Is Legal Weed Here to Stay? Just Look at How Many Pot Brownies Colorado Sold Last Year


The numbers are in, and in a development that will delight pro-pot activists and further alienate marijuana's detractors, the state of Colorado's experiment in legal weed has proved a resounding success.

According to a report by the Colorado Department of Revenues published on Feb. 27, 38,660 pounds of retail weed was sold in the state in 2014, in addition to 2,850,733 units of "retail edible products." (That's a lot of brownies.) Medical marijuana sales, the traditional driver of the legal marijuana industry, also remained brisk. The report offers irrefutable proof that the market for recreational marijuana is both considerable and growing. In an analysis, the Washington Post concluded that the state was on target to take in "$63 million in tax revenue, with an additional $13 million collected in licenses and fees."

As previously reported on Mic, the Centennial State has also seen a major drop in crime since legalization as police resources ordinarily used for marijuana enforcement were freed up for other areas. The city of Denver alone saw an almost 25% drop in the number of murders from 2013 to 2014, according to government data.

Colorado Department of Revenues

Democracy works: Recreational use of marijuana became legal in Colorado after voters passed Amendment 64 in 2012. The amendment opened the door to legal weed by permitting those "21 years of age or older to consume or possess limited amounts of marijuana." The amendment was approved by voters over the strenuous opposition of the state's Democratic Gov. John Hickenlooper, who ominously reminded residents that marijuana still remained illegal at the federal level, and warned not to "break out the Cheetos or Goldfish too quickly."

Fears of a federal "big brother" putting an end to Colorado's pot party have largely proved unfounded. In 2013, President Barack Obama indicated that he would not enforce the ban on states which voted to legalize as long as the market was "regulated." Last year the federal government also effectively ended its ban on medical marijuana.

Colorado Department of Revenues

A budding industry: Far from a clampdown, legalization in Colorado has since paved the way for a booming rise in marijuana-related tourism. A visit to offers everything from marijuana tours, cooking classes and accommodating hotels.

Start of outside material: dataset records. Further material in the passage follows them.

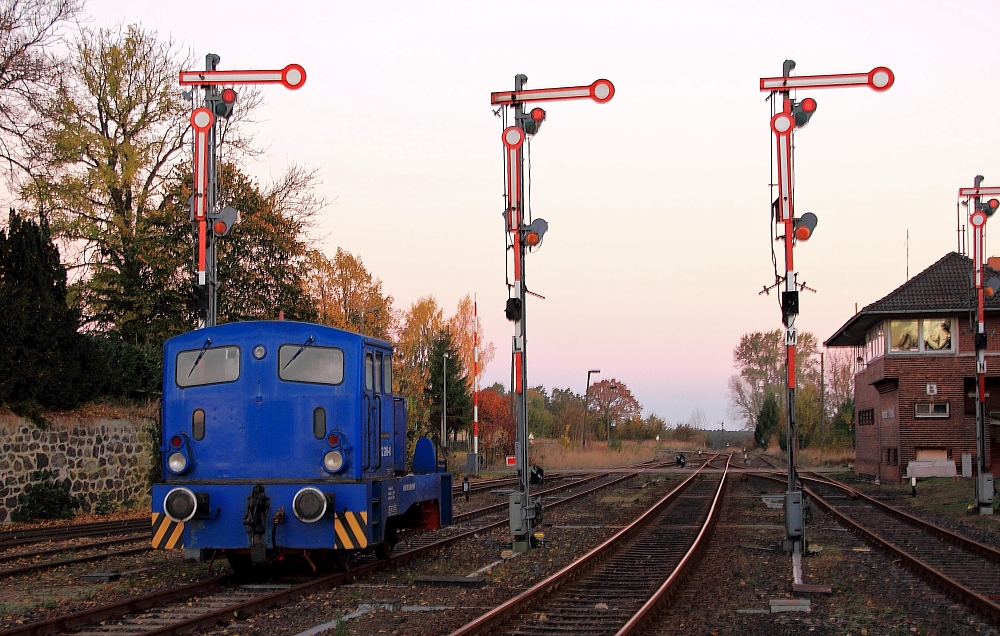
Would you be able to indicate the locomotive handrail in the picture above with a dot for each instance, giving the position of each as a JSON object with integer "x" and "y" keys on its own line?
{"x": 366, "y": 406}
{"x": 378, "y": 438}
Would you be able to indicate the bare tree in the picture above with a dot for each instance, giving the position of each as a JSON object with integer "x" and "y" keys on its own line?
{"x": 29, "y": 67}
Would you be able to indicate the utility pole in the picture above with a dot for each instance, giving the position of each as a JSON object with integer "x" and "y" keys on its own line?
{"x": 792, "y": 115}
{"x": 209, "y": 222}
{"x": 979, "y": 213}
{"x": 586, "y": 407}
{"x": 524, "y": 510}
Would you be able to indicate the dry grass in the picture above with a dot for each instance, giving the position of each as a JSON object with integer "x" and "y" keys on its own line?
{"x": 553, "y": 455}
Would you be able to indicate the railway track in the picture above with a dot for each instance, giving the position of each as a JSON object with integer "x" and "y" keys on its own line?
{"x": 963, "y": 568}
{"x": 220, "y": 599}
{"x": 617, "y": 586}
{"x": 16, "y": 538}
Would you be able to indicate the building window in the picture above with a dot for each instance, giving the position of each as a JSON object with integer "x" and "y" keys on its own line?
{"x": 930, "y": 409}
{"x": 927, "y": 335}
{"x": 892, "y": 456}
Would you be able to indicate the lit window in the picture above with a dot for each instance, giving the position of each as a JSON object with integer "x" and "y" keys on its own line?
{"x": 928, "y": 335}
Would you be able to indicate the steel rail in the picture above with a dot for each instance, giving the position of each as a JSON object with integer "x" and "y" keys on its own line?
{"x": 83, "y": 618}
{"x": 983, "y": 550}
{"x": 963, "y": 593}
{"x": 11, "y": 538}
{"x": 526, "y": 600}
{"x": 649, "y": 608}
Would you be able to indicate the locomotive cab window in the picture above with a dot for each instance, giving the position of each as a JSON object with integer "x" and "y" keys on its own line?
{"x": 306, "y": 363}
{"x": 369, "y": 372}
{"x": 207, "y": 366}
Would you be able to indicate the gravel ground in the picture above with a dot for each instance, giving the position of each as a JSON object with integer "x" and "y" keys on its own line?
{"x": 728, "y": 593}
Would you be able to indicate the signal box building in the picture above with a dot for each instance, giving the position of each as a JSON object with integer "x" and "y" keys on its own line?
{"x": 915, "y": 375}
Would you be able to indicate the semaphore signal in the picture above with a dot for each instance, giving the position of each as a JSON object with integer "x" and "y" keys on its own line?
{"x": 523, "y": 510}
{"x": 793, "y": 115}
{"x": 218, "y": 104}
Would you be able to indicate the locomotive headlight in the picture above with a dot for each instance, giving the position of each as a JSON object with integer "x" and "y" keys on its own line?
{"x": 333, "y": 461}
{"x": 309, "y": 505}
{"x": 180, "y": 504}
{"x": 177, "y": 462}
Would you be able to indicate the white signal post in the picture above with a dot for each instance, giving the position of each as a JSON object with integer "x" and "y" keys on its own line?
{"x": 203, "y": 204}
{"x": 523, "y": 510}
{"x": 978, "y": 215}
{"x": 783, "y": 126}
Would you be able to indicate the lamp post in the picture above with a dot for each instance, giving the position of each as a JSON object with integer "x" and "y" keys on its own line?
{"x": 613, "y": 387}
{"x": 444, "y": 407}
{"x": 586, "y": 407}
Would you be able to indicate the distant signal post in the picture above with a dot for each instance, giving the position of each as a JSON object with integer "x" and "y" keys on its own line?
{"x": 210, "y": 222}
{"x": 795, "y": 114}
{"x": 525, "y": 512}
{"x": 979, "y": 212}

"People are coming in from all over the country and all over the world," an operations manager at High Country Cannabis Tours who asked to be identified as Yanni Appleseed told Mic. According to its website, High Country offers "hands-on workshops, world-class accommodations and epic tours to freedom-loving peoples" and hotels amply furnished with "state-of-the-art bongs, vapes and dab rigs" (smoking paraphernalia, for the uninitiated). "We had no idea what to expect from this," said Appleseed. "It was an entrepreneur's dream come true."

For icing on the cake, the Colorado Springs Gazette has reported that all that legal weed money may also result in a one-time tax break for residents. The "reefer refund" results from a quirk in Colorado law which states that excess tax revenue must be returned to residents when the state initiates a new tax that year, which in this case, was a 28% "pot tax."

Or, as Yanni Appleseed put it, "It's going off."